Another useful integration feature ORDA enables is the use of their API, which allows developers to further automate their software publishing. As with the example above using PyPI, we can also use GitHub to create a CI/CD workflow that triggers a release to ORDA once we have officially published a release of our software. An example file for this workflow could look something like:
YAML
name: Upload to ORDA
on:
release:
types: [published]
jobs:
upload:
runs-on: ubuntu-latest
steps:
- name: Prepare Data Folder
run: mkdir 'data'
- name: Download Archive
run: |
curl -sL "${{ github.event.release.zipball_url }}" > "${{ github.event.repository.name }}-${{ github.event.release.tag_name }}.zip"
curl -sL "${{ github.event.release.tarball_url }}" > "${{ github.event.repository.name }}-${{ github.event.release.tag_name }}.tar.gz"
- name: Move Archive
run: |
mv "${{ github.event.repository.name }}-${{ github.event.release.tag_name }}.zip" data/
mv "${{ github.event.repository.name }}-${{ github.event.release.tag_name }}.tar.gz" data/
- name: Upload to Figshare
uses: figshare/github-upload-action@v1.1
with:
FIGSHARE_TOKEN: ${{ secrets.FIGSHARE_TOKEN }}
FIGSHARE_ENDPOINT: 'https://api.figshare.com/v2'
FIGSHARE_ARTICLE_ID: YOUR_ID_NUMBER
DATA_DIR: 'data'
The file above is tailored for uploading data to ORDA upon triggering
by a published release event. It begins by preparing a data folder,
downloading the archive associated with the release tag, moving the
downloaded files to the data directory, and finally using the
figshare/github-upload-action
integration to upload the
data to ORDA using the specified token, endpoint, article ID, and data
directory. Note, you can create your own personal Figshare token in your
account settings.

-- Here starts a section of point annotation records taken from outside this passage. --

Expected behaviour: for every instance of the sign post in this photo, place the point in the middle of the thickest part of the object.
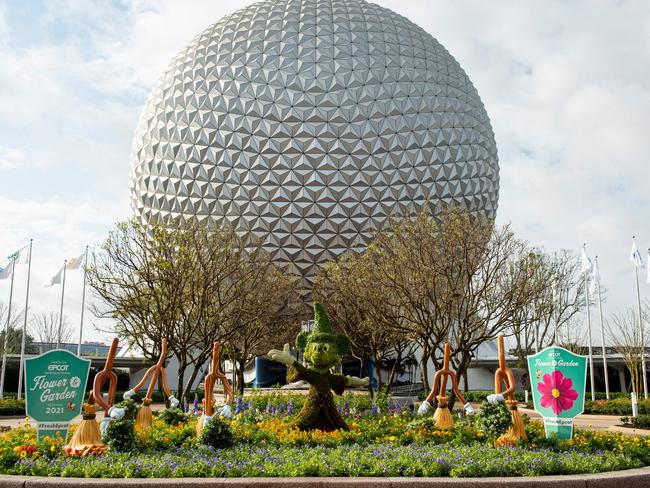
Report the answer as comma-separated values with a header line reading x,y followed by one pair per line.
x,y
55,383
558,379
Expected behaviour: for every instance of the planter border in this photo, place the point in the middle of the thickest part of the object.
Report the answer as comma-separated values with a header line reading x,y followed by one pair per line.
x,y
632,478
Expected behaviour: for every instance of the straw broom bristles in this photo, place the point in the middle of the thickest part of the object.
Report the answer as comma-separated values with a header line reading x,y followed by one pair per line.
x,y
516,432
87,438
143,419
442,415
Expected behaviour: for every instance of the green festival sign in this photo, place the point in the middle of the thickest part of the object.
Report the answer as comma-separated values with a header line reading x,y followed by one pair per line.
x,y
558,378
55,383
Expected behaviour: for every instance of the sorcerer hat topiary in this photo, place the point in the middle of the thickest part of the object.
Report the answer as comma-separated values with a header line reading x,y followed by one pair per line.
x,y
322,332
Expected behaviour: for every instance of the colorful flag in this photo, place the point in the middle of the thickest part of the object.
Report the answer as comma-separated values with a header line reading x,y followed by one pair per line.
x,y
5,270
595,278
76,263
21,256
586,262
57,279
635,255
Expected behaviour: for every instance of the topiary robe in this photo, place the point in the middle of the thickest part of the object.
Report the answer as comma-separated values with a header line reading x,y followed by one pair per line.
x,y
319,411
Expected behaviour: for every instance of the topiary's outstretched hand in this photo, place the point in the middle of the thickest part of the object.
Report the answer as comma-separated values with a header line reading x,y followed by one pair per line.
x,y
354,381
283,356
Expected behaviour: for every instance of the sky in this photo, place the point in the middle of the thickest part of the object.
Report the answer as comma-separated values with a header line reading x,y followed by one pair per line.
x,y
565,83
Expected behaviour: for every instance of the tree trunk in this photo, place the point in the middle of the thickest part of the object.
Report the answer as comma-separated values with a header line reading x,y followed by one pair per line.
x,y
461,370
195,372
241,363
425,372
180,389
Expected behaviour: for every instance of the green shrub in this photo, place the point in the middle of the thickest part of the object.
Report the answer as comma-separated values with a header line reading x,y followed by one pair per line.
x,y
616,406
173,416
120,436
640,422
493,419
12,406
130,409
217,434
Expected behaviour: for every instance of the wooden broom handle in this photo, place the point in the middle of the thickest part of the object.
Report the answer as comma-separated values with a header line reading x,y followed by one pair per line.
x,y
440,378
102,377
155,371
503,373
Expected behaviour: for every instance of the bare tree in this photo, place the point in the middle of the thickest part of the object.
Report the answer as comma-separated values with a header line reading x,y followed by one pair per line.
x,y
15,334
456,277
346,289
572,336
44,327
557,303
184,282
269,317
628,339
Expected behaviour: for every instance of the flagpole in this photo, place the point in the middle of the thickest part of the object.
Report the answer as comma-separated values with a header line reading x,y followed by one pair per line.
x,y
22,344
58,336
602,333
638,301
4,350
591,356
83,300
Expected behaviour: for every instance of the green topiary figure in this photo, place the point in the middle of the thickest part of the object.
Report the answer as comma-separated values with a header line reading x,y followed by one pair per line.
x,y
322,350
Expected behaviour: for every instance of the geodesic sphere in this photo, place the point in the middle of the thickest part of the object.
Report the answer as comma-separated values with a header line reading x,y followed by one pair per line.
x,y
309,123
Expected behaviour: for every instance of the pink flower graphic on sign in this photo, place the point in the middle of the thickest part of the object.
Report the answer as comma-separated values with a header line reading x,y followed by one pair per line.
x,y
557,392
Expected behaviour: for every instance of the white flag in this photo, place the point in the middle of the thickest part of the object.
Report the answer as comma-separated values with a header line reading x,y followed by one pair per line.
x,y
5,270
76,263
595,278
635,255
586,262
20,256
57,279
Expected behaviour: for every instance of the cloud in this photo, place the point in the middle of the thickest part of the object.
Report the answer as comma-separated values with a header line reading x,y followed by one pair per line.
x,y
10,157
566,84
61,228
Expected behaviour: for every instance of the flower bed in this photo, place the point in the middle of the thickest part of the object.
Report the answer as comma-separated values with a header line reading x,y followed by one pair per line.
x,y
391,444
375,460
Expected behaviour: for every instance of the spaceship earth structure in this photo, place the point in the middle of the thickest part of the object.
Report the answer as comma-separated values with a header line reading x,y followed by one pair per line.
x,y
309,123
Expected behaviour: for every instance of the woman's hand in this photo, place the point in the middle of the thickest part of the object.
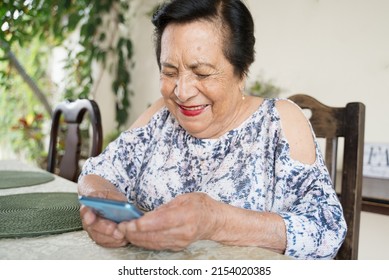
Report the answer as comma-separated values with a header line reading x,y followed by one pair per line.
x,y
174,226
102,231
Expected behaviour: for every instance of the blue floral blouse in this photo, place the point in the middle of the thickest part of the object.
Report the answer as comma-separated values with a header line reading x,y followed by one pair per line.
x,y
248,167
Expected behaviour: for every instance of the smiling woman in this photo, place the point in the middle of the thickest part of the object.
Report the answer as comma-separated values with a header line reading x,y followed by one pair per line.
x,y
208,162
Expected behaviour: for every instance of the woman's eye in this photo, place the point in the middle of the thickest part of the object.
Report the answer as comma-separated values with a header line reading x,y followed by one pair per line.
x,y
203,76
169,74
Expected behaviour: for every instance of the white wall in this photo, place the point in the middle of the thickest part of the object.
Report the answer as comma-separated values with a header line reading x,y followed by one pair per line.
x,y
335,50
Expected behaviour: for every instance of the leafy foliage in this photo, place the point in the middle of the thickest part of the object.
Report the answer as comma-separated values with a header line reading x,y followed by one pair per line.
x,y
91,31
102,36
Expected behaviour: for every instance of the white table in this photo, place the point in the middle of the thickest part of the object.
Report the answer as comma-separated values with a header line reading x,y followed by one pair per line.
x,y
77,245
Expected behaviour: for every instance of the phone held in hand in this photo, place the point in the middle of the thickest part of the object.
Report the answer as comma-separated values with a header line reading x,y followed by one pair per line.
x,y
117,211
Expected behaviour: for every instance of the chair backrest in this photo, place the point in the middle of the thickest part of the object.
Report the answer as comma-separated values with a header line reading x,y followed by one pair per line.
x,y
73,113
332,123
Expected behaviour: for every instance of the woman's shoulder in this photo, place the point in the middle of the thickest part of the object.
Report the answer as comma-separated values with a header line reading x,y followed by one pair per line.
x,y
297,131
147,115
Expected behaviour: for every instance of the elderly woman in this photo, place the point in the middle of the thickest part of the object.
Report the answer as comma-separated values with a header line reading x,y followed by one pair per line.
x,y
208,162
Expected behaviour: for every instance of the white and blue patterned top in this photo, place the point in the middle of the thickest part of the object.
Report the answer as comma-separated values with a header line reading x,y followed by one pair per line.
x,y
248,167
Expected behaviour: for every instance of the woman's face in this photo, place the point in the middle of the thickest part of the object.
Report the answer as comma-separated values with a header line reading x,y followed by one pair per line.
x,y
197,82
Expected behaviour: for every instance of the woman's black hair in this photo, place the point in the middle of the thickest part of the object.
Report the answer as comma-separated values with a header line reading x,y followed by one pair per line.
x,y
236,21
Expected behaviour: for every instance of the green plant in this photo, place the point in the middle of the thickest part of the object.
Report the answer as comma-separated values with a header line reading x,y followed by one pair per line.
x,y
91,31
103,37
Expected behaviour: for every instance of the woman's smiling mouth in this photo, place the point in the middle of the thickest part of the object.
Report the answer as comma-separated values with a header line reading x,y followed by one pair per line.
x,y
192,111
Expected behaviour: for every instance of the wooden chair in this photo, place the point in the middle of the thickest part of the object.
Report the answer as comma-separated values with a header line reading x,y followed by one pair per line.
x,y
332,123
73,113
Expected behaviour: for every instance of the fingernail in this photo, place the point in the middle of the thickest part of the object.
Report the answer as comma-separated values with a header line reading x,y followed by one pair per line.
x,y
117,234
131,226
88,218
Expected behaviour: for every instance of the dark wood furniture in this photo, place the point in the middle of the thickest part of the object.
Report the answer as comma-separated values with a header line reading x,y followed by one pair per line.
x,y
375,195
332,123
73,113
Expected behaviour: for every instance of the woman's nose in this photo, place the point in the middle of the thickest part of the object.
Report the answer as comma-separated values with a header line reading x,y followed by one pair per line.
x,y
185,88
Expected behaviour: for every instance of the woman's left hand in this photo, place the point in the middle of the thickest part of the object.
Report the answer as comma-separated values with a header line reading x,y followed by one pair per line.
x,y
175,225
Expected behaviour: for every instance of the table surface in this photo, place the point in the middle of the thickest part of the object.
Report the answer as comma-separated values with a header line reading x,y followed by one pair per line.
x,y
78,245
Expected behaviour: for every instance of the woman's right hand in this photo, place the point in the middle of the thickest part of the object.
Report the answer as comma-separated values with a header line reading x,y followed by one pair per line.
x,y
104,232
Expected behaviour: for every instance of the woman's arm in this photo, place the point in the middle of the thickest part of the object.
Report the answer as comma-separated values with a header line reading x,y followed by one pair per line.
x,y
196,216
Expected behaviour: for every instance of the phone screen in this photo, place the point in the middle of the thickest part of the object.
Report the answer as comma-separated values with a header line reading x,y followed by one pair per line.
x,y
117,211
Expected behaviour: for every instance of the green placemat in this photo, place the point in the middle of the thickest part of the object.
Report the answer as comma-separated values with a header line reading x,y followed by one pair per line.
x,y
14,178
34,214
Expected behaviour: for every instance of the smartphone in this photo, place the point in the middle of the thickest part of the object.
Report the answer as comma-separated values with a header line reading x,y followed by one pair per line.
x,y
117,211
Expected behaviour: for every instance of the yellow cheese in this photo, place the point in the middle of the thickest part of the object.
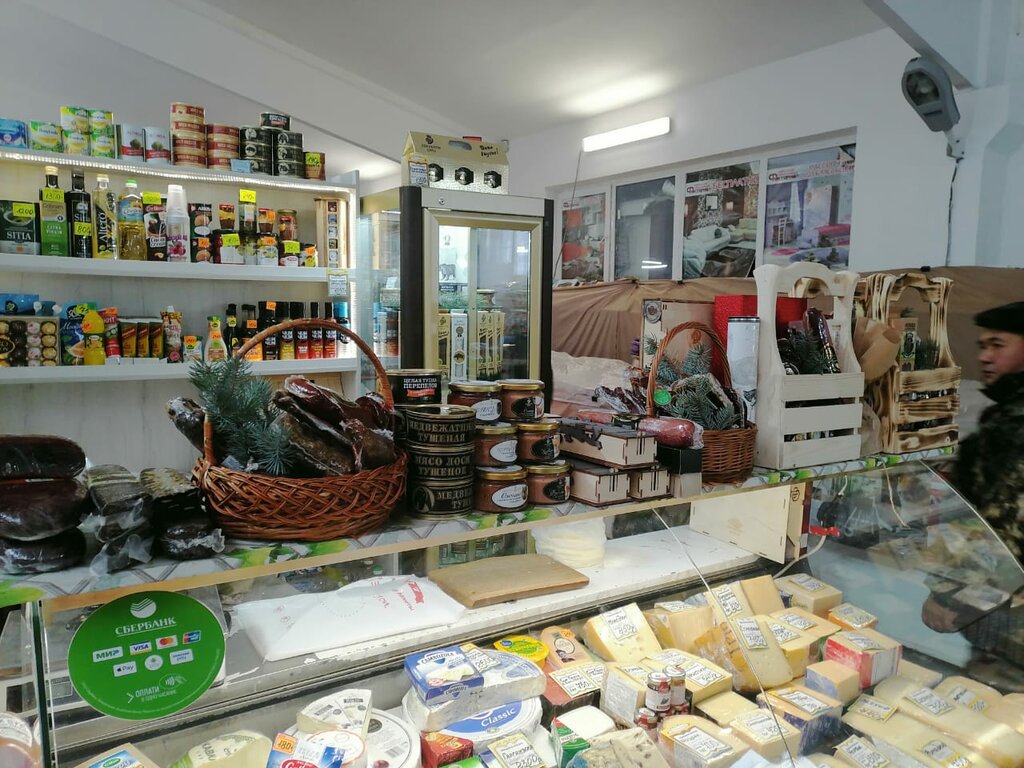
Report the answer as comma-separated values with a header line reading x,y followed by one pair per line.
x,y
725,708
677,625
728,601
748,649
762,594
997,741
809,593
769,735
849,616
694,742
621,635
834,680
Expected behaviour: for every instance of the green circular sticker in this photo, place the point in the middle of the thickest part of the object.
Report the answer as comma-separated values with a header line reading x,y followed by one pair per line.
x,y
145,655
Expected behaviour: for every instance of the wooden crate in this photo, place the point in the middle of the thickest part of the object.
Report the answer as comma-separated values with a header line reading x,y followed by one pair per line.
x,y
798,404
903,399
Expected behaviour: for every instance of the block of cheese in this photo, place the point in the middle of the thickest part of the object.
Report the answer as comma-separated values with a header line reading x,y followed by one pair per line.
x,y
814,715
694,742
563,647
996,741
769,735
621,635
809,593
849,616
920,674
238,750
725,708
348,710
511,678
677,625
834,680
762,594
748,649
873,655
968,692
728,601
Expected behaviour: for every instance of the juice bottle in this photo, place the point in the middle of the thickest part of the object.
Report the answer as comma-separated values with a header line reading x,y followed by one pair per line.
x,y
131,232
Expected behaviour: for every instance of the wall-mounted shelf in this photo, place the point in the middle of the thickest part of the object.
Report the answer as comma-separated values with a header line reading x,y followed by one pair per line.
x,y
165,270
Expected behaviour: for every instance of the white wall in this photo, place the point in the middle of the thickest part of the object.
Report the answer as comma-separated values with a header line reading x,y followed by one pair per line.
x,y
901,186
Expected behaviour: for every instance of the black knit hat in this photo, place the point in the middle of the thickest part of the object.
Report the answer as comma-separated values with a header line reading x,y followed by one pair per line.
x,y
1009,317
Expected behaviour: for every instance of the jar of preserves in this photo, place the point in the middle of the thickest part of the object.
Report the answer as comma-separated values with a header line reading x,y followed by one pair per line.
x,y
539,440
497,444
501,488
522,399
548,483
482,396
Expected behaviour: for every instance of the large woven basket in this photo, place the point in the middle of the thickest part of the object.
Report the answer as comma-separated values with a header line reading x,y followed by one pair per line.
x,y
311,509
728,454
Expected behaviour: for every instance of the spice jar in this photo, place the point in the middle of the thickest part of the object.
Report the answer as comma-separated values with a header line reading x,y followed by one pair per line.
x,y
522,399
496,444
548,483
482,396
539,440
501,488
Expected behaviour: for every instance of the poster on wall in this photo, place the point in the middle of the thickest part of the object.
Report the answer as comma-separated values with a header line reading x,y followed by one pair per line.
x,y
808,205
720,223
583,238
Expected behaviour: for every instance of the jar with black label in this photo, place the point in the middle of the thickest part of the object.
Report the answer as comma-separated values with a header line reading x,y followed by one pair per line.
x,y
548,483
539,440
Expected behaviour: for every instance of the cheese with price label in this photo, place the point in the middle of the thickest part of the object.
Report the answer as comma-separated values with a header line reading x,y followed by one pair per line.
x,y
749,649
809,593
621,635
873,655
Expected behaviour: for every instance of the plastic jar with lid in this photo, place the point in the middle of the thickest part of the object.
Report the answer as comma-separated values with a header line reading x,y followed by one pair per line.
x,y
539,440
522,399
497,444
548,483
501,488
482,396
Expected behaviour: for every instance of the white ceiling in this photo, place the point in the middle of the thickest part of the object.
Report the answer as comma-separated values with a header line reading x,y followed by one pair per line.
x,y
505,69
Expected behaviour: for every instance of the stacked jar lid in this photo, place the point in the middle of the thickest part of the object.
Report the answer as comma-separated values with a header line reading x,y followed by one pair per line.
x,y
188,134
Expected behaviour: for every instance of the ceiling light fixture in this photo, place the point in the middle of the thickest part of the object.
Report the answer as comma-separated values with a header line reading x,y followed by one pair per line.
x,y
625,135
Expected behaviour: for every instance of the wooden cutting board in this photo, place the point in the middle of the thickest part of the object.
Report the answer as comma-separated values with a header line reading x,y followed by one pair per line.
x,y
499,580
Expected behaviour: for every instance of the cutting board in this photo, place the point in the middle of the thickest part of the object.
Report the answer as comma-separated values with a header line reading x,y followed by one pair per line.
x,y
499,580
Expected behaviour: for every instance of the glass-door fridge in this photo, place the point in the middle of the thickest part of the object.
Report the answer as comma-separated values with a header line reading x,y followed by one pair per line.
x,y
457,281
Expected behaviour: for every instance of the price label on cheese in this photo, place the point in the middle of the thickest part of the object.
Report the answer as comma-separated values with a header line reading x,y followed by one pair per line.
x,y
872,708
753,637
727,600
700,743
782,635
621,625
931,701
797,621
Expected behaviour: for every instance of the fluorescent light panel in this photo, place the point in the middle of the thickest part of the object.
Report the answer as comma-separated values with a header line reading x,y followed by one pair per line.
x,y
625,135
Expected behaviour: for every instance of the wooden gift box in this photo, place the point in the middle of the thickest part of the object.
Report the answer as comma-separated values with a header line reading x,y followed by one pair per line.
x,y
608,444
906,399
796,406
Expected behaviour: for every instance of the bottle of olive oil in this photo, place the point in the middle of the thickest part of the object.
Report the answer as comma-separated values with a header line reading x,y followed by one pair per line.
x,y
80,217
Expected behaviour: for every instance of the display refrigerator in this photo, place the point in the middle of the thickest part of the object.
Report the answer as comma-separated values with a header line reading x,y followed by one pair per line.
x,y
457,281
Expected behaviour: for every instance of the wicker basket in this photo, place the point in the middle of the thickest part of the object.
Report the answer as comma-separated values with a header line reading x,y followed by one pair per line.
x,y
310,509
728,454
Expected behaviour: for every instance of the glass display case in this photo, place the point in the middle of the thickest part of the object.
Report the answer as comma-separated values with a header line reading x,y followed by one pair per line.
x,y
896,542
457,281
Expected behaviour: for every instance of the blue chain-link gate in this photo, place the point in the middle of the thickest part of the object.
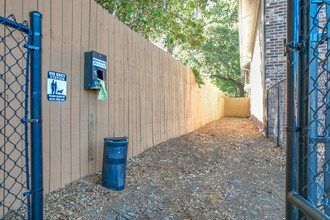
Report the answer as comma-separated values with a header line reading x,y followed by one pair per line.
x,y
20,192
308,109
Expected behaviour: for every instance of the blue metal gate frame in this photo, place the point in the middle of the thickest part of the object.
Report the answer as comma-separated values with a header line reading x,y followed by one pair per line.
x,y
30,185
308,109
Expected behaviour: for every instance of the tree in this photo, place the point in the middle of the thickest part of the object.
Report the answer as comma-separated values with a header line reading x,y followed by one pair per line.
x,y
218,56
174,22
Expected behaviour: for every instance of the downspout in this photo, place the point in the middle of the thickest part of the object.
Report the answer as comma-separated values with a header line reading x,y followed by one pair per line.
x,y
264,85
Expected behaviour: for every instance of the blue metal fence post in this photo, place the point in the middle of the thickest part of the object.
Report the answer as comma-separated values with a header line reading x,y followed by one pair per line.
x,y
327,125
313,100
36,132
291,141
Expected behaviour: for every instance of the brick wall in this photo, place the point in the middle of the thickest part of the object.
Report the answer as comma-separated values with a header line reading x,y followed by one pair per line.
x,y
276,70
275,35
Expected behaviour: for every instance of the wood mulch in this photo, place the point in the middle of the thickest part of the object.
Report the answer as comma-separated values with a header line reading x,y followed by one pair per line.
x,y
224,170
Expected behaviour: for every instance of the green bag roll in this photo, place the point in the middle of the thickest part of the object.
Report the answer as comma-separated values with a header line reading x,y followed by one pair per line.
x,y
103,92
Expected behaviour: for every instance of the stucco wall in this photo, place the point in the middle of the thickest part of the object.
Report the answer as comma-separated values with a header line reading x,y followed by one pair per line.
x,y
256,87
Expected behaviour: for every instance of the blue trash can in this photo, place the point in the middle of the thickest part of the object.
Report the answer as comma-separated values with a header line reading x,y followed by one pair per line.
x,y
114,163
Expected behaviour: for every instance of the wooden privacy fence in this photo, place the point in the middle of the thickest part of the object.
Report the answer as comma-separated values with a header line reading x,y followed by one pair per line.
x,y
151,96
237,107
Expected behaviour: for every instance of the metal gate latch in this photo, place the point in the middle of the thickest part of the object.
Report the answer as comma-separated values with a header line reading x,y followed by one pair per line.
x,y
30,120
289,47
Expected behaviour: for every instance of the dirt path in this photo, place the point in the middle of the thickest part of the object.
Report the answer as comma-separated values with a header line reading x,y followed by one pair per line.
x,y
225,170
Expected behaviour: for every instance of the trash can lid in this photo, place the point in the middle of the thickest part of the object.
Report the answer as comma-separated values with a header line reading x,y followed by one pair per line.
x,y
116,139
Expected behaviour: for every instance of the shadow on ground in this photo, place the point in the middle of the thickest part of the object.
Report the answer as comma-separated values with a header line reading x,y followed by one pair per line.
x,y
225,170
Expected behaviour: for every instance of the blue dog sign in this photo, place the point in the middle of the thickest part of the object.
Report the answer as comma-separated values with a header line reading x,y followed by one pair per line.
x,y
56,86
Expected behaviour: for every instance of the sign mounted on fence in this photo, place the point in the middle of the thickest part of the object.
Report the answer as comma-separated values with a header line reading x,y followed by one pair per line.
x,y
56,86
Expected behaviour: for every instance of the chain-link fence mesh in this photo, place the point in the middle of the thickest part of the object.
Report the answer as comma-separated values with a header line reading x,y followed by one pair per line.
x,y
317,140
276,112
14,169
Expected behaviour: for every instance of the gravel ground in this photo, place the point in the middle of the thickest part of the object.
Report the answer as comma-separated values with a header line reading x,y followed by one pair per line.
x,y
224,170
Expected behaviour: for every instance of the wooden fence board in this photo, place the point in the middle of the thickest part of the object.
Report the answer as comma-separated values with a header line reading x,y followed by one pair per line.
x,y
55,118
2,106
66,106
84,162
76,88
151,97
111,75
102,106
92,95
118,79
46,64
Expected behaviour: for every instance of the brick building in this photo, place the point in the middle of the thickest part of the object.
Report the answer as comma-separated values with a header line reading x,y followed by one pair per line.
x,y
263,64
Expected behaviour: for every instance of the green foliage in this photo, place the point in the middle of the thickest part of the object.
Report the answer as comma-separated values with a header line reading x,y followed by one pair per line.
x,y
177,22
198,77
205,31
218,56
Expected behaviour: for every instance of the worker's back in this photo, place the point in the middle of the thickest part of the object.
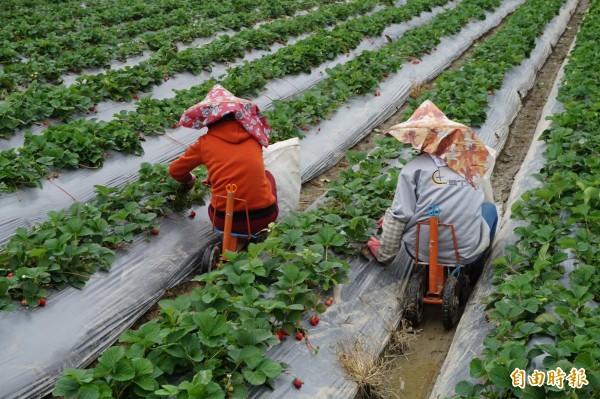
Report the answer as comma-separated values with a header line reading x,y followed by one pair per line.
x,y
459,203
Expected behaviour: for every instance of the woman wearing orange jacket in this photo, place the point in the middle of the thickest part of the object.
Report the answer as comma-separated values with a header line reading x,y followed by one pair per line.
x,y
231,150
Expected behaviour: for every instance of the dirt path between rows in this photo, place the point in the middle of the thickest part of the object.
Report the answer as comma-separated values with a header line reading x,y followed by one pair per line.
x,y
414,373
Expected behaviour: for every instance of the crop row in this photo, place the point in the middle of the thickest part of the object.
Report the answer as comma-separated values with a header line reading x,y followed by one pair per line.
x,y
153,116
73,244
559,240
214,341
28,19
50,58
40,102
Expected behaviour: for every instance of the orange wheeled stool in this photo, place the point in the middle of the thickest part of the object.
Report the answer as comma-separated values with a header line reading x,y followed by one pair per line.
x,y
213,255
433,282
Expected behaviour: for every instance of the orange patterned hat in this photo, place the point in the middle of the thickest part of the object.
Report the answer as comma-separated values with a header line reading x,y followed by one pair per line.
x,y
429,130
220,102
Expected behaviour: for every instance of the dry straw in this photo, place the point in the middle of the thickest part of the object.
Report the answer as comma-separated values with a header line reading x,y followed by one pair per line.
x,y
371,370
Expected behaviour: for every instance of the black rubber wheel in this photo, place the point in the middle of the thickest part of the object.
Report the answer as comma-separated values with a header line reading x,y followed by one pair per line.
x,y
413,309
212,256
464,290
450,302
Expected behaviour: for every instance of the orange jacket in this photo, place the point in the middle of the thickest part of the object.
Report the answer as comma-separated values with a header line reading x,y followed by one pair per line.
x,y
231,155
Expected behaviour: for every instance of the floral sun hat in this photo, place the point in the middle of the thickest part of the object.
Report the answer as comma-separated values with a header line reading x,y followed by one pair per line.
x,y
220,102
429,130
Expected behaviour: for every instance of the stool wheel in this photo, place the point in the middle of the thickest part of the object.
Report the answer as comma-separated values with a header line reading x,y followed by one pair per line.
x,y
210,259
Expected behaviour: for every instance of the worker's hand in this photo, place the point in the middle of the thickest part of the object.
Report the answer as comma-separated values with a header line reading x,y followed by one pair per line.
x,y
188,185
373,245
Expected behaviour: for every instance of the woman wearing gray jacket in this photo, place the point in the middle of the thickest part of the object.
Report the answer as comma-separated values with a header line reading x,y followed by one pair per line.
x,y
449,176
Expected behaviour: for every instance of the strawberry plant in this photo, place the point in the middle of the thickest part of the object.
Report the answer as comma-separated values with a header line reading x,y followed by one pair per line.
x,y
558,242
153,115
73,244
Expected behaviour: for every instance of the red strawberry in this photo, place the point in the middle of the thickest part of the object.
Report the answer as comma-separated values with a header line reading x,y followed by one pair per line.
x,y
283,333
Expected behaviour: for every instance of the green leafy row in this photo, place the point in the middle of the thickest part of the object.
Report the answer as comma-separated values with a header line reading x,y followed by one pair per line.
x,y
151,116
559,240
463,92
39,102
52,57
33,19
73,244
365,73
213,342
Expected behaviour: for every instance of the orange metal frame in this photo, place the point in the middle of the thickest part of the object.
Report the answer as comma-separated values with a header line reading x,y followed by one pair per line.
x,y
230,240
437,275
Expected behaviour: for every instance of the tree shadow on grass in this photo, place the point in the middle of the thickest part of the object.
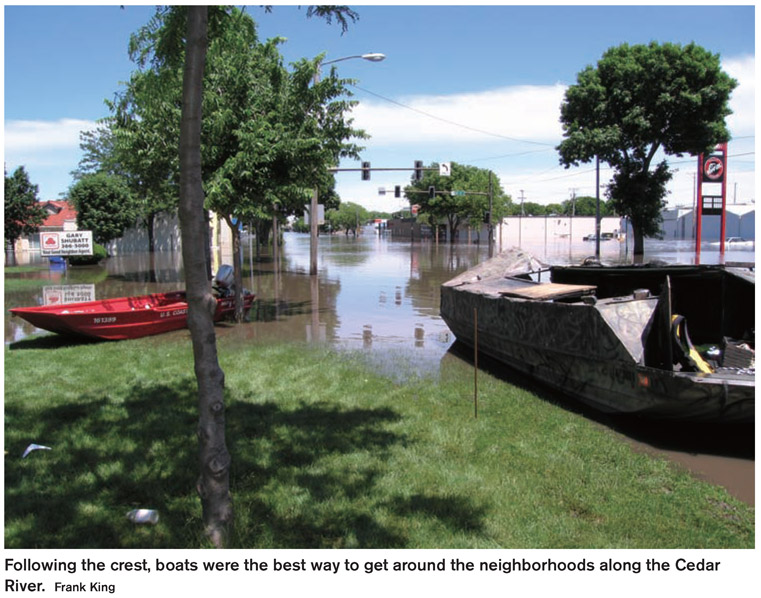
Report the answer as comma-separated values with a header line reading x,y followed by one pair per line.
x,y
304,476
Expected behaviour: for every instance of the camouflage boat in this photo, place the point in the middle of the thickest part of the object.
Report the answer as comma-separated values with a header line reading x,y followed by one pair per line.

Importantly, remember that as with the PyPI username
and password, your Figshare token is sensitive and must be passed in as
a secret or environment variable.
Finally, once you have uploaded your file sources to ORDA, your software will be readily available for other researchers to use, allowing significant progress towards building a transparent and reproducible research software environment for all involved.
Key Points
GitHub tags provide a way to manage specific software versions via releases, enabling developers to easily reference and distribute stable versions of their software for their users.
You can easily publish your package on PyPI for the wider Python community, allowing your users to simply install your software using
pip install
.The University of Sheffield’s ORDA repository is another valuable platform to upload your software, further enabling software reproducibility, transparency, and research impact for all project collaborators involved.